«Я и сестра, – старательно выводит Твинни; ей хочется писать, потому что Таме тоже пишет, –
играли в
шарики когда было
почти темно. Тогда мы
пошли до мой и
легли накровать».
– Мистер У. У. Дж. Аберкромби, старший инспектор начальных школ, – зловеще начинает директор за утренним чаем...
– Не произносите этих ужасных слов! Как вы смеете говорить такие слова при женщине!
– Новый старший инспектор, – продолжает директор уже со смехом, – посещает школы. Он знакомится с учителями.
– Нет, нет и нет, не говорите мне об инспекторе! Нет, нет и нет, не смейте говорить мне об инспекторе!
Поль Веркоу бросает на меня взгляд, не отрываясь от чашки:
– Мы услышали эту новость вчера вечером на методическом совещании.
– Незачем ходить на совещания, если там говорят такие вещи!
Веркоу и директор смеются как одержимые. Плотники приходят за горячей водой и тоже начинают смеяться.
– Я слышал, – продолжает Веркоу, – они уже в нашем округе. Но главное, главное, – он явно входит во вкус, – я слышал, что они интересуются прежде всего, прежде всего... ну, скажем... нестандартными учительницами приготовительных классов!
– Ах, избавьте меня от этих подробностей!
– На самом деле, – пытается вставить слово мистер Риердон, – я все равно собираюсь поговорить с инспектором. Мне хочется...
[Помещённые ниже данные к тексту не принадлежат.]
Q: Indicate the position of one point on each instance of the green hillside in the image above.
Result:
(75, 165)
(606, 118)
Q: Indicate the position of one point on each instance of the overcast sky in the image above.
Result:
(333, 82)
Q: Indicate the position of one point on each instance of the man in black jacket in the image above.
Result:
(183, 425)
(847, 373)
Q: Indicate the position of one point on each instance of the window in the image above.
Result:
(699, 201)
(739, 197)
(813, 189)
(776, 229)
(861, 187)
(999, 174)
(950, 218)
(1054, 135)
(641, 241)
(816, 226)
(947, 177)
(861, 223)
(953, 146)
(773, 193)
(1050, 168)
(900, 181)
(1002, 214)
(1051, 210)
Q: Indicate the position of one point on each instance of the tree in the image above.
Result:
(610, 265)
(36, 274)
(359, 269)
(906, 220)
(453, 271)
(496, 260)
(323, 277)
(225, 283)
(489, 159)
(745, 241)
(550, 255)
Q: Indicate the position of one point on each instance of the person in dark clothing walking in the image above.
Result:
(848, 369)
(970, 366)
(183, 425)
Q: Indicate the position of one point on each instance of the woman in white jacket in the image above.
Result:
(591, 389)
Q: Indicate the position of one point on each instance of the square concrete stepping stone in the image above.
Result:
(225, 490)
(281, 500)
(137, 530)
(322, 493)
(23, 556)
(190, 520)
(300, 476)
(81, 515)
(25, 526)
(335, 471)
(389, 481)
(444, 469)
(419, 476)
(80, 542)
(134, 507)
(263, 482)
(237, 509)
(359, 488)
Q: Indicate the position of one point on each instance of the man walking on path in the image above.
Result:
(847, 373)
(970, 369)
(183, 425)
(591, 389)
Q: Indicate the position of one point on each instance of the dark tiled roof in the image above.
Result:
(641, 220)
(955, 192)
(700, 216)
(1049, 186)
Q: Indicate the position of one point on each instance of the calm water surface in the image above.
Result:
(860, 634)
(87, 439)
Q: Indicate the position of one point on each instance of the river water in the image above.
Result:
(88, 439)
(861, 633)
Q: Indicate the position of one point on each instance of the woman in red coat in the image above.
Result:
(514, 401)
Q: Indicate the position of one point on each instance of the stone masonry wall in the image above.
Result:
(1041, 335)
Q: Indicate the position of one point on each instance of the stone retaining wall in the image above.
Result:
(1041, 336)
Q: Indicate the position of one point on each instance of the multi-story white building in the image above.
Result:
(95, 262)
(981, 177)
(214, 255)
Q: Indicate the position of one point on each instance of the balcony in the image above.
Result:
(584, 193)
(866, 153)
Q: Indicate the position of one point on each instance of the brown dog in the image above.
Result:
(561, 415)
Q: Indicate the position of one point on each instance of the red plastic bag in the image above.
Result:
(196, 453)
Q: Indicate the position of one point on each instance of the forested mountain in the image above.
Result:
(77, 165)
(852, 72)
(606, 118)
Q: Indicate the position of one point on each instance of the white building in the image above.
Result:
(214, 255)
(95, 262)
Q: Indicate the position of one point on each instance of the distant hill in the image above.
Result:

– А вот вам, – перебивает Веркоу, – вам, мадам, наверняка хочется вырыть на игровой площадке большую яму и спрятать туда голову вместе со всей вашей бандой, включая, конечно, и живность: киску, петушка и недотепу улитку.
– Мне кажется, – директор обращается к плотникам, которые жадно прислушиваются к нашему разговору, – эту скамейку уже можно отнести в сарай. Я просил мальчиков ее зачистить. – Минуту он как ни в чем не бывало разговаривает с ними, потом мы снова остаемся втроем. – Как я уже сказал, – продолжает директор прерванную фразу, – мне все равно хочется поговорить с инспектором и показать ему, в каких условиях мы работаем. Он, несомненно...
– Мы пригласим его выпить чаю здесь, на террасе! – радостно восклицает Веркоу. – Мы усадим его на эту скамью! И пусть младенцы, все до одного, вытворяют что хотят! А входную дверь распахнем настежь – дорогу южному ветру! Сложим забытые башмаки в таз и предложим ему помыть руки! Свалим в кучу все куртки... – Приступ смеха мешает ему договорить. – Кто хочет еще чаю? Мадам? Что я могу сделать для вас, мадам? Окажите мне честь!
Поль Веркоу все так же бесстрашно перескакивает с одной мысли на другую, но дышать в учительской стало несравненно легче. Несравненно, несравненно легче. Никто больше не оскорбляет директора мелочным препирательством. Ни у кого нет в этом потребности. Я передаю Полю свою чашку, вопреки необходимости его пальцы «случайно» касаются моих.
– Заварите покрепче! Покрепче! Добавьте танина! Долейте бренди! Бросьте таблетку снотворного! Кладите все подряд! Ботинки, куртки, кошек, мел... Мистер Риердон, неужели я должна встретиться с этим человеком? Спасите меня от этого чудовища, мистер...
– Мадам, мадам Вронтсов! Выпейте эту чашечку чая, и вы станете чудовищеупорной. Вы станете, станете... ну, скажем... боязнеупорной. Я, – высокопарно восклицает он, – я лучший друг боязнеманов!
Мы все задыхаемся от смеха. Включая Поля.
– Мне хочется показать ему, – вновь начинает директор с того места, где его прервали чашку назад, – в каких условиях...
Я заглядываю в глаза надо мной и на сей раз погружаюсь в них вся целиком. Я больше не помню об уговоре с вязом, я забываю, что надо положить ногу на ногу. Для глаз не существуют такие пошлые преграды, как возраст.
– Нуку, где твой отец?
– В тюрьме. А твой?
Сборный домик сотрясается, как утлое суденышко в бурю. У нас в классе почти всегда кто-нибудь из мальчиков играет на пианино, кто-нибудь из девочек шьет, кто-то выглядывает в окно, кто-то заглядывает с улицы в другое, дети выполняют задания, сидя па низеньких столах, потому что на полу не хватает места, одни танцуют, если я играю, другие болтают, пишут, читают, балуются, смеются, плачут, обнимаются, ссорятся, поют, строят.